Araçatuba (SP), 1º de abril de 1964

Araçatuba (SP), 1 de abril de 1964

O dia amanheceu estranho na casa dos meus avós maternos, naquele primeiro de abril de 1964, em Araçatuba, na rua Tabajaras, 323. Estávamos fora do nosso habitat natural, Flórida Paulista, para passar a Semana Santa, que se prolongou além do domingo de Páscoa pelos acontecimentos em curso. Apesar dos meus 8 anos, era fácil perceber que havia algo de muito errado naquele dia, meus pais e avós estavam na sala e o rádio da rádio vitrola não transmitia músicas, mas notícias. Estavam sérios, concentrados no noticiário. Enquanto meus dois irmãos brincavam, eu prestava atenção na cena. O clima era pesado, tenso. Meu avô, político de carteirinha nunca disputou cargo eletivo, mas foi chefe de partido a vida inteira, o PSD, naquela casa a política transpirava, afinal fora interventor em Araçatuba, em 1937, nomeado pelo Getúlio, por ocasião do Estado Novo. Amigo do Ulisses, Mora Guimarães era da família Guarita, de Araçatuba. Juscelino Kubistcheck, em campanha presidencial, hospedou-se naquela casa, e minha avó, sabedora dos costumes mineiros, deixou a geladeira cheia de doces de compota, goiabadas e queijo. De manhã, ao fazer o café, constatou que JK tinha feito uma notável incursão noturna à geladeira, um verdadeiro assalto, falou sobre isso a vida inteira.
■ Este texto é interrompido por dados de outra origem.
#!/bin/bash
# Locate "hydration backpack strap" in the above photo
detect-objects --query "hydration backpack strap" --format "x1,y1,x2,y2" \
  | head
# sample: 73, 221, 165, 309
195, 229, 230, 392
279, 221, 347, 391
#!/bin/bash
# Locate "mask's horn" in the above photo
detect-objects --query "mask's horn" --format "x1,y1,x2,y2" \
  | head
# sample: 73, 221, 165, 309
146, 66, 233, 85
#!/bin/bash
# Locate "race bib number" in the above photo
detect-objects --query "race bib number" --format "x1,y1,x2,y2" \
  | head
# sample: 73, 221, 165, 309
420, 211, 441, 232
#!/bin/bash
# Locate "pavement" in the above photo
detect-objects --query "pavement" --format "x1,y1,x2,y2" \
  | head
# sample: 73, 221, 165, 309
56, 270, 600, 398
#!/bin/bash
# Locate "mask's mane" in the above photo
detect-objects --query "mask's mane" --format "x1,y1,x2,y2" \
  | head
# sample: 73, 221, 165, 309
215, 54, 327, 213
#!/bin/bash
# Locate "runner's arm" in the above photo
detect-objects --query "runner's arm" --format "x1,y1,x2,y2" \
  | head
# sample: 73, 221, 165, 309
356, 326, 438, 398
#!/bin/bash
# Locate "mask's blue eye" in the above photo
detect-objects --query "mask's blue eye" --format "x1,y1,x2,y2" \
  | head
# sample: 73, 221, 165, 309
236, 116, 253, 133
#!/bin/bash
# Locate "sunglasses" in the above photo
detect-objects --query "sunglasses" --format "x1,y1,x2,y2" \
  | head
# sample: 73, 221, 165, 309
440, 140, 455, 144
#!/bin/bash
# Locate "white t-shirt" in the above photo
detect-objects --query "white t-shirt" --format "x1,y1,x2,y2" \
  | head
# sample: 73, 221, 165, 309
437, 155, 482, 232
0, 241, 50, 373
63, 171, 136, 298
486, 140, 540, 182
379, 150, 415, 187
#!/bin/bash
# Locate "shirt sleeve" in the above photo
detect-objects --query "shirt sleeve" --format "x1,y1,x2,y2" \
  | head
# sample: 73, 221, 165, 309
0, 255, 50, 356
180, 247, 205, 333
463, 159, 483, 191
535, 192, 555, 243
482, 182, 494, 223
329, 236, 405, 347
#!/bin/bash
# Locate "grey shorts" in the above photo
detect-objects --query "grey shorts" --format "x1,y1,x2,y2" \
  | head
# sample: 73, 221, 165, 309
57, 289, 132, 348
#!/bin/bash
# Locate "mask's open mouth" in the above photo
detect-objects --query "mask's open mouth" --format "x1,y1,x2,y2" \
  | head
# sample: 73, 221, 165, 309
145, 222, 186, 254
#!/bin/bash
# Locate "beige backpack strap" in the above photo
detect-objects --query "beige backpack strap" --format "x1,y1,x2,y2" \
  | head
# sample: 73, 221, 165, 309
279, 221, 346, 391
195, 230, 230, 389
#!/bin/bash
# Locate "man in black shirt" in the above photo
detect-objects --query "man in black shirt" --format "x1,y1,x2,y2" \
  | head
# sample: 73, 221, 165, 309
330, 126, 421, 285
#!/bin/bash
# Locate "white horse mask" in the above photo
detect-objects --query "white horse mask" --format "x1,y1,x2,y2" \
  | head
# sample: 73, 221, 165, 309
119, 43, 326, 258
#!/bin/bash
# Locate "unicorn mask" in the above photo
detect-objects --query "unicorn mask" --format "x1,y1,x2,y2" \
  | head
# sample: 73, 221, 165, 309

Em dado momento, em meio ao noticiário, meu pai soltou a frase que nunca esqueci: “Rebentou a Revolução”, assim mesmo, ‘rebentou’. Teríamos ficado mais alguns dias em Araçatuba, não fosse uma ligação interurbana, por volta do meio-dia. Minha avó atendeu e gritou, “interurbano de Flórida!”. Ligações interurbanas, em 1964, eram uma raridade, eram horas para completar. Do outro lado da linha, aflito, o gerente do posto de gasolina do meu pai comunica: “Seu Manoel, é o seguinte, a Polícia Civil veio aqui e lacrou o seu posto, só pode abastecer carros do Exército e da Polícia Civil”. Para se ver o nível de articulação do Golpe, lacrar um posto de gasolina de uma cidade insignificante de 5 mil habitantes, qual a importância estratégica? E a velocidade da comunicação, em tempos de um interurbano demorar horas para ser completado.

Meu pai botou o fone no gancho – estava do lado – e falou muito calmo, para a gravidade do momento: “reúna os filhos, vamos embora agora para Flórida”. Havia duas alternativas de caminho, pelo asfalto, mais longo, e por terra, passando pelo rio Feio, mais curto, mas muito sofrido, pela buraqueira. Meu pai sempre optava pelo caminho de terra, no trajeto, no banco de trás do jipe de capota de lona ouvia as palavras: “Jango, Brizola, militares”.

Dali até 1968, meus pais sempre se referiam ao que tinha acontecido por “revolução”, de acordo com O Estado de São Paulo, que chegava em casa diariamente, apesar dos 600 Km de distância da capital. Lembro da minha mãe lendo em voz alta para meu pai a lista de cassações da “revolução”. Natural, meu pai era proprietário rural, café, e minha mãe, professora primária e católica fervorosa carola de terço na mão. Afinal, o perigo “comunista” era real e concreto e tinha de ser combatido, segundo as revistas Família Cristã e Seleções do Reader’s Digest, que jaziam permanentemente na mesa de centro da sala de visitas. Porém, a partir do AI-5 em dezembro/1968, assisti a uma guinada radical nas conversas dos adultos. Sumiu a palavra “revolução”, e surgiu uma nova, sussurrada, dita ao pé do ouvido: “ditadura”. A ficha tinha caído. Dali para a frente minha mãe, que herdou a paixão pela política do meu avô Fabriciano, tornou-se uma feroz opositora do regime, e em 1974, orientou meu primeiro voto na “oposição consentida”, Orestes Quércia para senador.

Considero-me muito novo, míseros 60 anos, para viver outro pesadelo semelhante.